Question

The line 3x-8y=k cuts the x-axis and y- axis at the point A and B respectively. If the area of ∆AOB =12sq.units, find the value of k.​

Answer 1

Given:

The equation is:

$3x-8y=k$

It cuts the x-axis and y- axis at the point A and B respectively.

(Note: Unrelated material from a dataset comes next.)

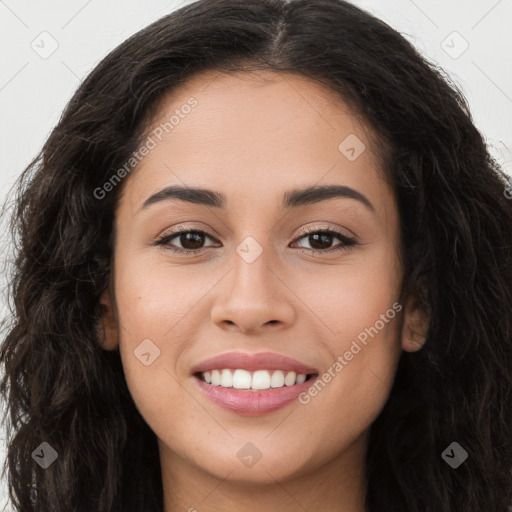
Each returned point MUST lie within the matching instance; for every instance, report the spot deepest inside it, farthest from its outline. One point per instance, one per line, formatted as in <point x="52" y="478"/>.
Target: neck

The area of ∆AOB =12 sq.units.

To find:

The value of k.

Solution:

We have,

$3x-8y=k$

Substituting $x=0$ to find the y-intercept.

$3(0)-8y=k$

$0-8y=k$

$y=\dfrac{k}{-8}$

$y=-\dfrac{k}{8}$

Substituting $y=0$ to find the x-intercept.

$3x-8(0)=k$

$3x-0=k$

$x=\dfrac{k}{3}$

Area of a triangle is:

$A=\dfrac{1}{2}\times base\times height$

The height of the ∆AOB is $OB=\dfrac{k}{8}$ because distance cannot be negative and the base of the ∆AOB is $OA=\dfrac{k}{3}$. So, the area of the ∆AOB is:

$A=\dfrac{1}{2}\times \dfrac{k}{8}\times \dfrac{k}{3}$

$A=\dfrac{k^2}{48}$

It is given that, the area of ∆AOB = 12 sq.units.

$\dfrac{k^2}{48}=12$

$k^2=576$

$k=\pm \sqrt{576}$

$k=\pm 24$

Therefore, the value of k is either 24 or -24.